Q4.3 Review your outputs from Q4.2 and answer the following [ 1 point ]:

Q4.3a Which populations appear to be “pure/unadmixed” at all K values? Select all that apply:

The populations that appear to be “pure/unadmixed” at all K values are CHB and YRI.

Q4.3b Which populations appear as admixed (i.e. has mixed ancestry) at all values of K? Select all that apply.

The populations that appear as admixed (i.e. has mixed ancestry) at all values of K are ASW, CEU, and MXL.

Q4.3C Strict interpretation of ancestry diagrams often depends on identifying an appropriate K (similar to K-means clustering). This is a controversial topic.
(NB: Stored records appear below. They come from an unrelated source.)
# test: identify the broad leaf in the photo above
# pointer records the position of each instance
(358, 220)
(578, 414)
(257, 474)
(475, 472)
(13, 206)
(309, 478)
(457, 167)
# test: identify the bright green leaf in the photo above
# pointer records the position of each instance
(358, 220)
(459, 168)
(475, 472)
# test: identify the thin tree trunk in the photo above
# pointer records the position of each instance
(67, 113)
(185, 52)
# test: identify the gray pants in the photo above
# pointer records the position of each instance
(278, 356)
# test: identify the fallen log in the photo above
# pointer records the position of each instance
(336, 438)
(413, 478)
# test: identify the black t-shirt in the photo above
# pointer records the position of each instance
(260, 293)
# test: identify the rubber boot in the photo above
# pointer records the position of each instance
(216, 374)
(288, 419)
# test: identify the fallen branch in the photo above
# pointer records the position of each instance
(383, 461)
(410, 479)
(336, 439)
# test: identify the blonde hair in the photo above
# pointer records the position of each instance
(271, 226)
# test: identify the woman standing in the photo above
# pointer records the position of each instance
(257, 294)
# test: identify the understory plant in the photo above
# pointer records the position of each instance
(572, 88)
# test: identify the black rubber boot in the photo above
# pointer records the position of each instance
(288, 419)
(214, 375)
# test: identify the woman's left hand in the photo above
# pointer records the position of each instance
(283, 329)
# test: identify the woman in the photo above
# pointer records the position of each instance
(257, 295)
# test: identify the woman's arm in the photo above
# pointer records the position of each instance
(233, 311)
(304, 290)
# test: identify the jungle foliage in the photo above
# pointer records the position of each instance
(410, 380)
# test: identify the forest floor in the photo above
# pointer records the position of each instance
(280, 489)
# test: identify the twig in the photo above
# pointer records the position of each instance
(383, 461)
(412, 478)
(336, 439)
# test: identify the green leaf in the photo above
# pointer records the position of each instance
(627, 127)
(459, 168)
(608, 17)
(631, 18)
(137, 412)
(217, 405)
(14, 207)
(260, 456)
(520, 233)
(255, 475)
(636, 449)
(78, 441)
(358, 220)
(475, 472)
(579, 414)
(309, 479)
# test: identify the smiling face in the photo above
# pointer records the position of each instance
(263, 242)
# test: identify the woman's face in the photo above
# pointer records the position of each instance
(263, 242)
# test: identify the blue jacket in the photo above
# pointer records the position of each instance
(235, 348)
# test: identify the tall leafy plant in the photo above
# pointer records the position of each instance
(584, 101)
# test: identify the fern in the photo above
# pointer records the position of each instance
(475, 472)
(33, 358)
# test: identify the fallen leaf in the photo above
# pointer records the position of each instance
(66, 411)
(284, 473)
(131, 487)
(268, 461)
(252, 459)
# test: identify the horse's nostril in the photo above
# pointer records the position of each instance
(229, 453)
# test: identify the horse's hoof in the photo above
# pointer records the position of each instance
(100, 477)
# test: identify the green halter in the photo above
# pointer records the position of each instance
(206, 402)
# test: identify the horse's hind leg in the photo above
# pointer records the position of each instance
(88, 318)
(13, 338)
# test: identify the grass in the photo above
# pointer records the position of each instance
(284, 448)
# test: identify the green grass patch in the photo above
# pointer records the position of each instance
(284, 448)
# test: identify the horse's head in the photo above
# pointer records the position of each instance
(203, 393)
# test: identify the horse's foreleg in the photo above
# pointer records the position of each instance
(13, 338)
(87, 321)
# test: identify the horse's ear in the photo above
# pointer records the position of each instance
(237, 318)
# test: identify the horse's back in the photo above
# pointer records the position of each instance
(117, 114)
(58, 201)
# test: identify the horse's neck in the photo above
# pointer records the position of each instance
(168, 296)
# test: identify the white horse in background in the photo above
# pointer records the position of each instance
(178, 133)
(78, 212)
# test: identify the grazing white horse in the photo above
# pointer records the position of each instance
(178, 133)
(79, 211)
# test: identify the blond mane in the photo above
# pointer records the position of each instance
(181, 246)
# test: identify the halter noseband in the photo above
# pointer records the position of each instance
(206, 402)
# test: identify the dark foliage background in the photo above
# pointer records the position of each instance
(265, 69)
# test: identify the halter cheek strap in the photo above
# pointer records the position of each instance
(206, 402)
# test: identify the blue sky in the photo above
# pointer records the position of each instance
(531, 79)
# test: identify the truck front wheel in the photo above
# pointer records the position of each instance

For assistance with this question and how generally to avoid mistakes when interpreting this type of analysis, see:Lawson et al. 2018. A tutorial on how not to over-interpret STRUCTURE and ADMIXTURE bar plots. Nat. Comm. 9: 3258. However, we can often gain insight into ancestry by also considering the totality of the analysis across different K values. Which population do you think is most likely to have internal population structure (e.g., have unrelated individuals with unique sources of ancestry?). Select the single best answer.

MXL population most likely have internal population structure.